Once you’ve got your website up and running you’ll want to know how many people are looking at it. Google’s got you covered here – thanks to its free Google Analytics tool. It’s really easy to set up and you should install it on your site as soon as you’re ready to launch it.
It will track all sorts of useful statistics for you – most notably though, it won’t tell you how many ‘hits’ your website gets. That’s because ‘hits’ is an outdated concept. A site used to measure a ‘hit’ everytime the internet requested a file from it – but most pages are made up of a variety of image files plus Javascript and CSS ones – so when someone visits a page on your site then it could easily register 20 ‘hits’.
The amount of graphs and metrics you are presented with can be a bit overwhelming, but here are some of the key ones.
Visits/Visitors
This is what most people mean when they say ‘hits’. It measures the number of visits to your site. If the same person visits twice then it will count as two visits, but one visitor. If you only monitor one statistic then the Monthly Unique Visitors is probably the best benchmark to measure how popular your site is.
Bounce Rate
This shows the percentage of visits to your site that only looked at the page they landed on, and then left to go to another website. If it’s over 70% then that can indicate that your site is a bit boring or hard to read/navigate. You can look at the Bounce Rate for individual pages and it’s worth looking at your home page separately.
Time on Site/Pages per Visit:
Does what it says on the tin – it measures the average amount of time that a visitor spends on your website, and the average number of pages they look at. Anything under 30 seconds per visit and less than 1.5 pages per visit can indicate problems.
Traffic sources:
This is one of the most useful metrics. It shows you where your visitors came from. This is usually a mixture of:
- Direct Traffic – can be people who type your url straight into their browser’s address bar, or people clicking on a link in an email, Word document or PDF.
- Search (Organic) – people who’ve clicked on one of the organic results in Google (or Bing, Yahoo). Best of all – in here you can find out which keywords they searched for that brought them here – priceless information!
- Search (Paid) – People who clicked on an advert in the search results page – most likely a Google Adword via your Google grant. Again – in here you can see what search terms people typed into Google that took them to that search results page and onto your site.
- Referral Traffic – This tells you the sites that your visitors were on prior to yours – they will have clicked on a link in that site and come through to yours. There’s always some good nuggets of useful info in here. You might well be surprised at which sites are sending you the most traffic.
- Facebook/Twitter – Here you’ll see how many people are coming to your site from social networking sites. You can customise it to better track how well your own Facebook and Twitter efforts are doing at sending people to your site.
Mobile visitors
In the ‘Visitors’ section you can also get a snapshot of how many of your site visitors are using mobile phones or tablets. This number only likely to go up rather than down, and if it accounts for than 10% of the total then I’d recommend that you really should have a ‘responsive’ site.
Caveat Analytic:
These Analytics stats are useful tools but don’t focus too much on the numbers in isolation. A high bounce rate, low time on site/pagers per visit combination can suggest that your site isn’t very engaging. On the other hand though, it could mean that your user has found exactly what they’re looking for (a phone number, a link to the council website etc).
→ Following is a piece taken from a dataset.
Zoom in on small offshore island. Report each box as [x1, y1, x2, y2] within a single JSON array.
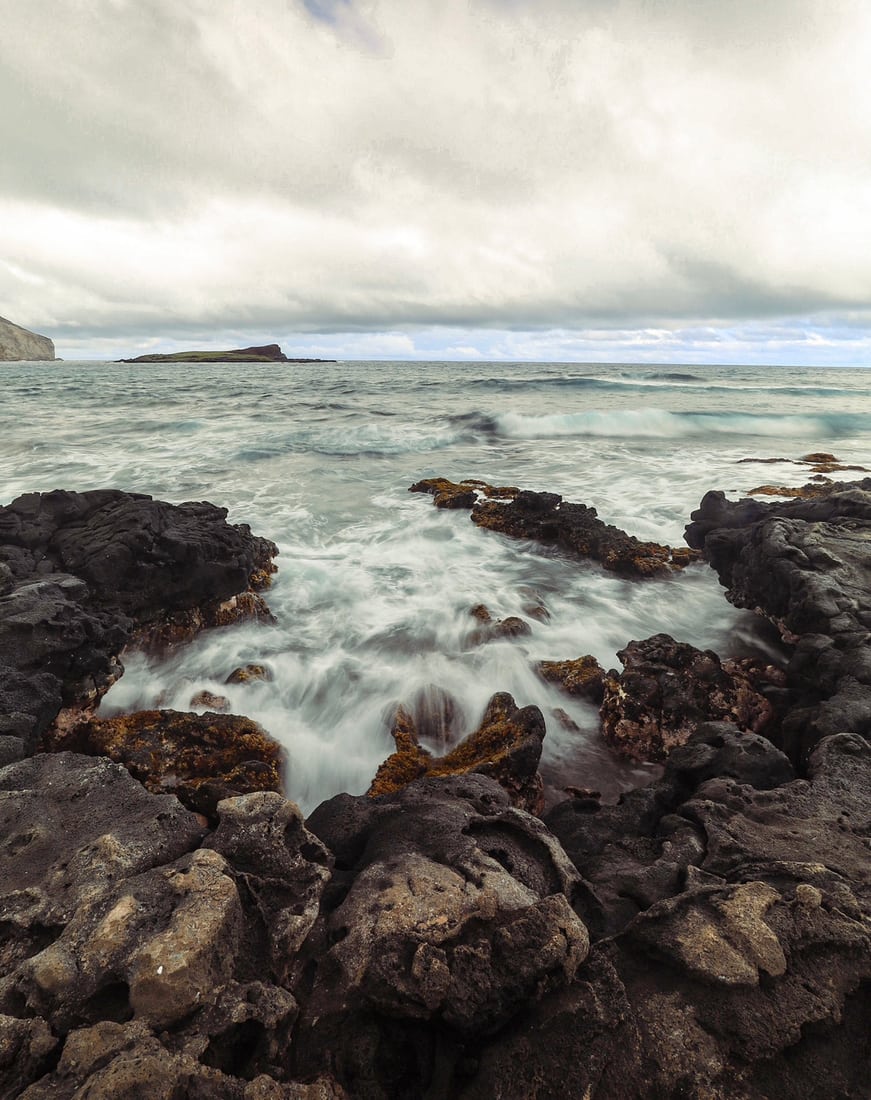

If people spend a long time on your site and visit a lot of pages per visit, it could be that your site is really fascinating and useful, or it could be that your navigation isn’t very good and your users are frustratedly playing hide-and-seek with some of your content that they’re looking for.
How to set it up:
You don’t need a Google email address to sign up for Analytics, just head to the website and setup an account. Once you’ve done that it will guide you through adding your first site. You just need to input your site’s url and it will give you your unique tracking code that looks something like UA-10999-1.
If you’re using a Content Management System then there are WordPress, Drupal or Joomla modules/plugins that enable you to easily add the Google Analytics tracking code to your site. Just add the module and open the configuration screen and paste in your tracking code.
Webmasters Tools
Google also has another free tool called Google Webmasters Tools – which you should also sign up for. You’ll need to ‘verify’ your site by uploading a unique piece of code to it to prove you own and control it – this is pretty easy though. Webmasters tools does an important job in highlighting any adverse issues it finds on your site – such as malware (a type of virus) or if the Google spiders can’t read all the content on your site properly.
It’s also good for keeping track on your site’s speed (increasingly important for your Google ranking) and gives you some extra keyword info not included in your Analytics report. In time I expect that Google will merge its Analytics and Webmasters tools into one, but in the meantime add a Webmasters Tools visit to your monthly to-do list.